Most of us are happy to hold out for a good thing, whether it's the perfect job or the final Harry Potter book. Like a bespoke suit, the new legal form of charitable incorporated organisation has been designed specially for charities that are seeking corporate structures. So it's not surprising that many of those that want to set up new charities are asking us if they should hold on until CIOs are ready to use.
It's clear that many enquirers hope the introduction of CIOs is only a couple of months away at most, but that's not the case. Their creation will involve additional legislation, and the Office of the Third Sector will consult the sector before it's finalised. At the same time, the commission will consult on model governing documents for CIOs. Given that the consultation won't start until later this year, it's unlikely that they will be available before spring.

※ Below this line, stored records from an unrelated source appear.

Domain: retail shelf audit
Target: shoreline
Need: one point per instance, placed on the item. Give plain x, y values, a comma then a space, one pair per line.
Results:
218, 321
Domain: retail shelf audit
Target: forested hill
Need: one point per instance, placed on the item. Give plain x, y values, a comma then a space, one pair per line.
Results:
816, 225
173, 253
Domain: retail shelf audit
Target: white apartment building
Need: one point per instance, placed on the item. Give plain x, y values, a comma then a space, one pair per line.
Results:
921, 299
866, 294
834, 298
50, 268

This leaves those keen to set up new charities with a dilemma - is the CIO worth waiting for? This is probably the wrong question. Before deciding that a CIO is the right structure, consider the pros and cons of all the legal forms available to charities to see which one best suits your new organisation's needs. A corporate structure isn't the best choice for all charities and, if that's the case, there's no need to wait for the CIO. The "registering as a charity" section of our website gives more information.
If a corporate structure is the right choice, then the new charity can still be a company and registered with Companies House as well as with the commission. When the CIO is ready, the conversion from a company to a CIO is intended to be as unbureaucratic as possible. This is reassuring to those worried about red tape. Again, our website will cover CIOs in greater detail as things develop.
- Rosie Chapman is executive director of policy and effectiveness at the commission.